Our most recent Q&A that was sent to dealers and posted in our last E-Watch newsletters brought forth one of the more sincere “Damn, I wish I hadn’t done that” admissions that I’ve seen recently.

The question to dealers was, “What are the keys to motivating store managers to attain that same high level of commitment, passion and drive that dealer-principals bring to work every day?” (You can see the responses we received in both the March 2013 issue of Farm Equipment and at

What prompted the questions was the growing numbers of multi-store dealerships that are proliferating the North American farm equipment retail business these days. The single biggest reason I’ve heard most often from dealers who haven’t become multi-store owners is because they couldn’t or can’t “find the right people.” And this is a legitimate concern.

As you can probably guess, there were at least two sides to the responses we received, depending upon who was answering the question. But it was the one from one dealer who admits to having made a fatal error when it comes to motivating people that really got my attention. Keep in mind his initial comment as it tells a big part of his story.

The dealer wrote, “I would like to stay anonymous since I am a store manager.
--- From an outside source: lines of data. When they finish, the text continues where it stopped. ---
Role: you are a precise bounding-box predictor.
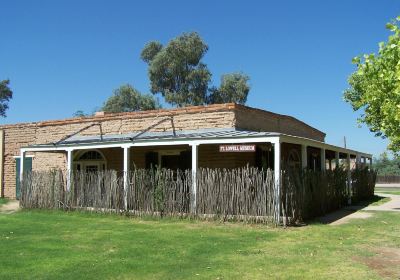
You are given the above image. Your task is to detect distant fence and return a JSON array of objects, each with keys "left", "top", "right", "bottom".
[
  {"left": 376, "top": 175, "right": 400, "bottom": 184},
  {"left": 20, "top": 167, "right": 376, "bottom": 225}
]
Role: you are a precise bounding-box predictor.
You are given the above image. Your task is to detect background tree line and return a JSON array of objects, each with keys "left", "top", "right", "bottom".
[{"left": 75, "top": 32, "right": 250, "bottom": 116}]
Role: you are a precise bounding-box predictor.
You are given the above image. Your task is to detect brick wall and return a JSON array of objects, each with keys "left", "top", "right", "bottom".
[
  {"left": 0, "top": 103, "right": 325, "bottom": 198},
  {"left": 235, "top": 105, "right": 325, "bottom": 141}
]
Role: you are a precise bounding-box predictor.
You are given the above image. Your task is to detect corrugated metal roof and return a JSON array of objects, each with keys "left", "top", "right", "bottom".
[{"left": 31, "top": 128, "right": 279, "bottom": 147}]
“The person who runs a multi-million dollar operation and is in charge of tens of millions of dollars in assets, many times lays awake just as much as the person with ownership of those assets. He has accepted a huge responsibility compared to other industry managers due to the size and dollars he must deal with. We are then expected to be one of the best salesmen in the dealership, know all of the rules and regulations of government and administrate human resources. As you can see, about the only thing we are not in control of is the financing of the dealership.

“I have in the past had partial ownership in dealerships, yes plural. I had two outstanding salesmen who were going to make more money than I took home as a salary, so I changed the commission schedule. Since I am just a store manager now, you can see that was one of my biggest blunders in my life. I knew within a couple months that I had made a grave mistake and lost both salesmen. The dealerships never recovered those high unit sales. I had limited their passion, their excitement and their drive for excellence.

“To keep an honest, hard working, thoughtful manager, you will need to put them in a position to share the good times and the bad. We understand cycles and just want to be treated fairly and honestly as this is what is expected of us.”

I’m sure this dealer responded for the same reason I’m addressing it here: to share with other dealers that, “A lesson learned can be a lesson avoided.”